The psychiatric unit follows a primary care nursing model, and Kyle is the primary nurse for K. C. Kyle reflected that just two days prior to the scheduled care conference, K. C. was verbally threatening to staff and patients. Additionally, he stopped eating and was banging his head on the wall. On the day of the patient care conference, K. C. had physically assaulted another patient. Kyle, having just two years of nursing experience, was having difficulty managing K. C.’s disturbing behavior. Kyle acknowledged that K. C. was a danger to himself and others, and Kyle was looking for guidance and support from the health care team.
Thursday at 2 p.m., Kyle entered the conference room as expected, only to find that he and the recreational therapist were the only staff present. This was not unusual, because when Jackie, the unit manager, sporadically attended rounds, she was often late. Ten minutes after the meeting was supposed to start, Jackie passed by the conference room while talking on the phone, and asked the person she was speaking with to hold on for a minute. As she hurriedly walked away, Jackie told Kyle and the recreational therapist the meeting was cancelled and asked, “Didn’t you get my email?” Kyle was speechless. He had not received an email from Jackie, and was disappointed as yet another patient care conference went unattended by the management team.
In the meantime, Kyle was at a loss for how to positively manage the care for K. C. The unit was getting out of control, as K. C. was becoming more aggressive with other patients. On the afternoon of the cancelled meeting, Kyle saw Jackie and asked for a moment of her time. Jackie stated that she was late for an appointment as she briskly walked toward the door. She asked Kyle to email her so they could set up an appointment for a more convenient time. Immediately, Kyle sent an email to Jackie stating that he was accessible anytime, even on his days off. Days went by and Kyle never received a reply.

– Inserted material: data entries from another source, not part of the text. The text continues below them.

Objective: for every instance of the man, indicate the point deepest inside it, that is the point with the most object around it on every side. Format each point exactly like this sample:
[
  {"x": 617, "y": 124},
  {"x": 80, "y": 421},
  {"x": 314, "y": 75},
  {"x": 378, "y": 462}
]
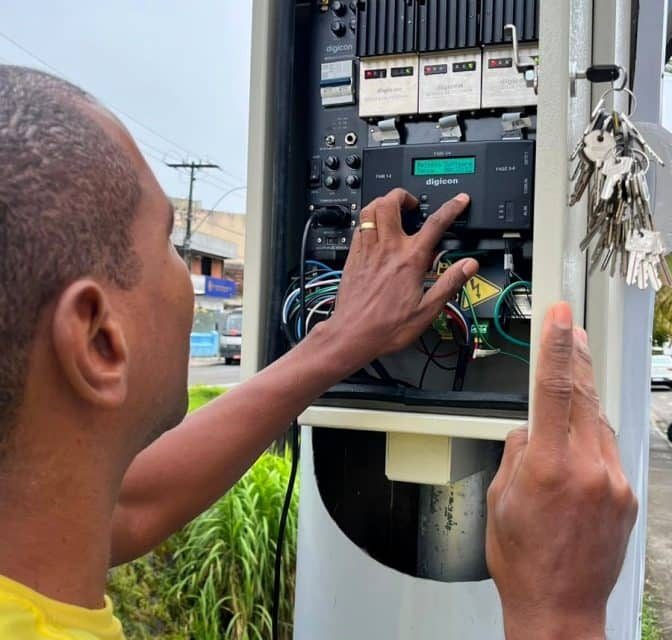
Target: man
[{"x": 95, "y": 314}]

On Kyle’s next shift, he patiently waited for his unit manager to arrive. He needed to discuss the care of K. C. with her. When Jackie finally arrived at work, she was wearing a too-short sequined dress, large gold hoop earrings, and three-inch heels. As she had entered the psychiatric unit, Kyle noticed that she was hanging on Martin’s arm and giggling flirtatiously. Kyle remembered that Martin was complaining earlier that morning that he had scheduled a meeting with Jackie to discuss a staff squabble. To make matters worse, Martin, who was a younger and less senior nurse, followed Jackie into her office and slouched comfortably into the leather chair across from her desk. Jackie hurriedly ran into her office and closed the door.